They started out as a curious concept, but theories and demonstrations showed that they are real. His knowledge has been the result of a great collective effort, not the contribution of specific celebrities

Sir Roger Penrose, Andrea Ghez and Reinhard Genzel received the Nobel Prize in Physics for their research on black holes. Their work has required facing the mysteries of singularities or measuring the position of a star near the center of the Milky Way with great precision. But his achievements are not an individual success, but the culmination of a collective effort that spans several decades, if not centuries. Or, as Sir Isaac Newton wrote: “If I have seen further it is because I stood on the shoulders of giants.”

The concept of a black hole is at least 200 years old. Its roots lie in Sir Isaac Newton’s laws of gravity (published in 1687), which a hundred years later led astronomer John Mitchell to imagine a star so large and heavy that “light would return to it as a result of of its own force of gravity. In 1796, the French mathematician Pierre-Simon de Laplace reached a similar conclusion in the midst of the French Revolution.

However, these dark stars were forgotten until more advanced theories for light, gravity and matter came from the hand of Albert Einstein and his theory of relativity.

The first step: the Schwarzschild radius

Just a few months after Einstein introduced his General Relativity and showed that gravity affects the motion of light, in 1916 artillery lieutenant and astronomer Karl Schwarzschild solved Einstein’s equations for a point in a vacuum, paving the way for the current concept of a black hole: Schwarzschild, of course, found the first solution of Einstein’s equations that represents the simplest black hole.

The German’s calculations showed that some of the parameters of Einstein’s equations became infinite from a certain distance to the heart of the hole (the Schwarzschild radius). Thus, the singularity began to be born, a point where relativity does not work and some magnitudes acquire infinite values.

This idea was not very attractive to many scientists, starting with the father of relativity himself. Interestingly, Einstein was always very skeptical about black holes. He thought that the laws of physics would conspire so that black holes could never form in the real world. This attitude persisted in him even when there was already very strong evidence that it was not so. Perhaps it was because the singularity inside the black hole is the place where Einstein’s equations break down.

In 1931, and facing fierce criticism from prestigious astronomers, the Indian Subrahmanyan Chandrasekhar estimated a mass limit beyond which the electron degeneracy pressure would not be enough to stop the gravity-driven collapse (this is known as the Chandrasekhar limit). .

Stopped time

In 1939, Robert Oppenheimer, one of the fathers of the atomic bomb, among others, predicted that a neutron star could collapse for reasons presented by Chandrasekhar.
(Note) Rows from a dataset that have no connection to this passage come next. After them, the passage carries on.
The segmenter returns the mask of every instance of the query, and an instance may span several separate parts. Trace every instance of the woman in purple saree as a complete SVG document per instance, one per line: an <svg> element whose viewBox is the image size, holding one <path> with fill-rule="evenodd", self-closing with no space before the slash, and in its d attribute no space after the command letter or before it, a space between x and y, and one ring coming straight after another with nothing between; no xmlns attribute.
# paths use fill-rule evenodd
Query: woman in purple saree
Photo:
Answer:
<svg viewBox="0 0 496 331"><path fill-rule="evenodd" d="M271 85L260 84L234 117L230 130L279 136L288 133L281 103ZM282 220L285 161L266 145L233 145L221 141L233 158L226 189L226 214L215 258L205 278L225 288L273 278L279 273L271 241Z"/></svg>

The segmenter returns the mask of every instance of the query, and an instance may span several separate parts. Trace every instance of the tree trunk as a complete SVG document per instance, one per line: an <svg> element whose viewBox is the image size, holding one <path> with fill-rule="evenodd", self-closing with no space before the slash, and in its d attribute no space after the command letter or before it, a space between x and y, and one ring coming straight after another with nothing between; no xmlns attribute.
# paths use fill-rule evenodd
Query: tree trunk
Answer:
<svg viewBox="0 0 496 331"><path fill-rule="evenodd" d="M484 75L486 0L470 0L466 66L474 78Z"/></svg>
Later, he interpreted the singularity, from the Schwarzschild radius, as a bubble where time stopped, for external observers, but not for observers who fell into the jaws of the hole.

For a time, black holes fell back into oblivion and became mathematical curiosities. At the same time, relativity came to be regarded as a very beautiful but not very useful theory. However, from the sixties the situation changed completely and a golden age of black holes and relativity began.

The golden age of black holes

In 1958, David Finkelstein identified the eerie surface outlined by Oppenheimer as the event horizon. Jocelyn Bell confirmed the existence of pulsars by showing that neutron stars were not just a theoretical curiosity, and that very massive and compact structures could actually be produced in nature. In 1963, Roy Kerr found the explicit solution that describes rotating black holes, which are the ones that surely appear in real formation processes.

Later, Roger Penrose began the study of qualitative theorems on singularities and horizons, and Stephen Hawking completed the Penrose program and discovered the quantum evaporation of black holes. These works of Hawking were completed when he in 1974 he predicted the effect known as Hawking radiation. Finally, Jacob Bekenstein made the first connection between black holes and information theory.